Dans ce livre, j’aimerais laisser le loisir à chaque relation mère-fille de se positionner tranquillement. Il est des mères et des filles qui se voient une fois par an. D’autres qui se téléphonent trois fois par jour. Comment pourrais-je décider que les unes font bien et les autres mal ? L’autre point qui me laisse sceptique est celui de se « libérer » de sa mère... mais elle nous constitue ! L’histoire d’amour que nous vivons avec elle nous façonne dans notre manière d’étendre le linge, de dire bonjour Madame plutôt que bonjour tout court, de considérer que les hommes sont... ou ne sont pas, d’avoir peur quand on sonne à la porte ou de penser joyeusement : tiens, qui est-ce ? D’aimer se maquiller ou de le voir comme une perte de temps. Il s’agit plutôt de faire avec la manière dont cette histoire nous a façonnée, d’en garder ce qui nous plaît, d’en guérir ce qui fait mal, d’en revoir les croyances, d’en apprécier les apports...

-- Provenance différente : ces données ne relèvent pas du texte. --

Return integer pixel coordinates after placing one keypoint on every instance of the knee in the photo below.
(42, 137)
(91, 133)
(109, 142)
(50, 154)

J’espère dans ce livre non pas multiplier les conseils mais vous dire tout ce que j’ai appris sur la relation mère- fille au cours de cette enquête, dans ma pratique, dans ma vie... afin que quelque chose puisse faire écho en vous. Afin que vous puissiez vous dire à un moment ou un autre de cette lecture – comme j’ai pu le faire moi-même en écoutant les femmes : Ah mais oui, c’est exactement ce que je vis, ce que je ressens, ce que je recherche...

C’est donc un livre personnel, qui est le fruit d’une enquête et d’une expérience. On pourrait dire que je réfléchis sur la relation mère-fille depuis l’âge de cinq ans. Depuis qu’une belle dame blonde passait me voir chez mes grands-parents, me tendait son cou parfumé et suggérait : Embrasse-moi mon petit homme ! Je ne comprenais rien à ce qu’elle était, à ce qu’elle disait, à ce qu’elle faisait. Elle était pour moi une fascinante énigme. Sur mes dessins d’enfants, on ne voyait pas une maison avec un soleil, un papa, une maman, des enfants, un chien et une balançoire. On voyait une immense femme en robe de princesse avec un diadème dans les cheveux : ma mère bien sûr ! Quand j’ai été adulte, l’une de mes belles-sœurs a prononcé cette phrase lumineuse : Au fond ta mère n’a jamais eu d’enfant... Mais il faut du temps pour concevoir ce mystère, comme il en existe bien d’autres quand on parle des mères et des filles. Cela suppose de démêler des pelotes de mots, de regards, d’attitudes incompréhensibles. C’est pourquoi les filles douloureuses ont souvent besoin d’une aide psychologique pour remonter le fil des traumatismes. Certaines se reprochent d’être encore en souffrance à trente, quarante, cinquante ans ! Mais elles doivent réfléchir à la mesure des dommages subis et décortiquer arête par arête un passé difficile à avaler. Les humains sont ainsi faits : leur cœur se guérit par la tête. C’est de penser qui les sauve. Il arrive qu’avec nos mères, tout soit si embrouillé que c’est un sacré travail !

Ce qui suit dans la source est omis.